Still, I love you. I have loved you ever since I first saw you in
this house."

Looking at me perfectly unmoved and with her fingers busy, she
shook her head again.

"It would have been cruel in Miss Havisham, horribly cruel, to
practise on the susceptibility of a poor boy, and to torture me
through all these years with a vain hope and an idle pursuit, if
she had reflected on the gravity of what she did. But I think she
did not. I think that in the endurance of her own trial, she forgot
mine, Estella."

I saw Miss Havisham put her hand to her heart and hold it there, as
she sat looking by turns at Estella and at me.

"It seems," said Estella, very calmly, "that there are sentiments,
fancies - I don't know how to call them - which I am not able to
comprehend. When you say you love me, I know what you mean, as a
form of words; but nothing more. You address nothing in my breast,
you touch nothing there. I don't care for what you say at all. I
have tried to warn you of this; now, have I not?"

I said in a miserable manner, "Yes."

"Yes. But you would not be warned, for you thought I did not mean
it. Now, did you not think so?"

"I thought and hoped you could not mean it. You, so young, untried,
and beautiful, Estella! Surely it is not in Nature."

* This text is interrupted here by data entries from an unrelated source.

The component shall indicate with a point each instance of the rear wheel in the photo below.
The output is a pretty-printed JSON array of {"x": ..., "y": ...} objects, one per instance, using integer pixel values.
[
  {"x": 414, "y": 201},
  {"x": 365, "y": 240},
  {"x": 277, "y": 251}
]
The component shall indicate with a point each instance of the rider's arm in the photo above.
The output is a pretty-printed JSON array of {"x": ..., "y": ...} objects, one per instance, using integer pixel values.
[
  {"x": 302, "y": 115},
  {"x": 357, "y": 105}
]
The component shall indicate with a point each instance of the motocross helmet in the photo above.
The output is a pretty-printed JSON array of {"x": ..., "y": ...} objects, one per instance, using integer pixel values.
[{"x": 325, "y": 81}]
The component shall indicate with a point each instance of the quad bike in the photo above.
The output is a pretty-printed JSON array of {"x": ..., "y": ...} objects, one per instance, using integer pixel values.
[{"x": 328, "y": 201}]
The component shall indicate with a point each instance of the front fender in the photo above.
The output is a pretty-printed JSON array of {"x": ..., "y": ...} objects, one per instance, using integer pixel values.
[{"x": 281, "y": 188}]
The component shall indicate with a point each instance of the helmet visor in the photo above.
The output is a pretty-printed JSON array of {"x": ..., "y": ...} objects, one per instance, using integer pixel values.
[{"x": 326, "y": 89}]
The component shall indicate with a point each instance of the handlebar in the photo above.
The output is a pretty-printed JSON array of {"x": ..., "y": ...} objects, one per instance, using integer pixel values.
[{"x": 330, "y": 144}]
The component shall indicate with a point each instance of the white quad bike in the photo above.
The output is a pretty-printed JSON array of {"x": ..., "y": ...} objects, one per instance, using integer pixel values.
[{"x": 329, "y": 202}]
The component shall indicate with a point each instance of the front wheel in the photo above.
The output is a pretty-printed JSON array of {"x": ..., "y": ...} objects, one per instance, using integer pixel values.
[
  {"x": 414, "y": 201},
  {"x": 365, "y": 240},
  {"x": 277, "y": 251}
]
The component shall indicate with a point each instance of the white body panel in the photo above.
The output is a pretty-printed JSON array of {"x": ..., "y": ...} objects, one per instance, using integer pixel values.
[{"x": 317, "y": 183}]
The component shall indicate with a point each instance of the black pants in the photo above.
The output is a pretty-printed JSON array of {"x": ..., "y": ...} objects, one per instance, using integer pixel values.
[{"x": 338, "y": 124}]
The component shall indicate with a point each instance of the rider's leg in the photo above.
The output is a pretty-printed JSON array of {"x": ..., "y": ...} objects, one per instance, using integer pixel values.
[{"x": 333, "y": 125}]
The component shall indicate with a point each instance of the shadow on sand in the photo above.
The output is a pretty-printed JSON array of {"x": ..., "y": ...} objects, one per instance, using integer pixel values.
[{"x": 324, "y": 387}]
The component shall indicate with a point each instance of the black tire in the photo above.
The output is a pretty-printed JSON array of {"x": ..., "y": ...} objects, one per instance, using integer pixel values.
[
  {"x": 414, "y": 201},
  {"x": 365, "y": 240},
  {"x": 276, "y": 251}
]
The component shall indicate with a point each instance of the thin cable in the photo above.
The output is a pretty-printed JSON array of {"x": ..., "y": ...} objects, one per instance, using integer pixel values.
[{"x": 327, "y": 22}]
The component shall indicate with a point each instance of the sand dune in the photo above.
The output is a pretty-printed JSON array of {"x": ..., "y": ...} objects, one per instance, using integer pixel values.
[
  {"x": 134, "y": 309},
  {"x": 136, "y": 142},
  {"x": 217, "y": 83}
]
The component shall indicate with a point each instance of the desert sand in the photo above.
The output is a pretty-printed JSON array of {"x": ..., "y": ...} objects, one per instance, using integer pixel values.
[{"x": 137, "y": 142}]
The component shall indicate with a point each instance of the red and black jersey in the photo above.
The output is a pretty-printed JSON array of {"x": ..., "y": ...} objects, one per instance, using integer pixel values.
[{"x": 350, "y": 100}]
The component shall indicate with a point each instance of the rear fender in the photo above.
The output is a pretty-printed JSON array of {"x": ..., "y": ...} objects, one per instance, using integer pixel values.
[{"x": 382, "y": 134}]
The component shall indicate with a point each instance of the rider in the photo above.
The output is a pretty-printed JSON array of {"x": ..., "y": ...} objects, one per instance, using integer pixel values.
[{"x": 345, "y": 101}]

"It is in my nature," she returned. And then she added, with a
stress upon the words, "It is in the nature formed within me. I
make a great difference between you and all other people when I say
so much. I can do no more."

"Is it not true," said I, "that Bentley Drummle is in town here,
and pursuing you?"

"It is quite true," she replied, referring to him with the
indifference of utter contempt.

"That you encourage him, and ride out with him, and that he dines
with you this very day?"

She seemed a little surprised that I should know it, but again
replied, "Quite true."

"You cannot love him, Estella!"

Her fingers stopped for the first time, as she retorted rather
angrily, "What have I told you? Do you still think, in spite of it,
that I do not mean what I say?"

"You would never marry him, Estella?"

She looked towards Miss Havisham, and considered for a moment with
her work in her hands. Then she said, "Why not tell you the truth?
I am going to be married to him."

I dropped my face into my hands, but was able to control myself
better than I could have expected, considering what agony it gave
me to hear her say those words. When I raised my face again, there
was such a ghastly look upon Miss Havisham's, that it impressed me,
even in my passionate hurry and grief.

"Estella, dearest dearest Estella, do not let Miss Havisham lead
you into this fatal step. Put me aside for ever - you have done so,
I well know - but bestow yourself on some worthier person than
Drummle. Miss Havisham gives you to him, as the greatest slight and
injury that could be done to the many far better men who admire
you, and to the few who truly love you. Among those few, there may
be one who loves you even as dearly, though he has not loved you as
long, as I. Take him, and I can bear it better, for your sake!"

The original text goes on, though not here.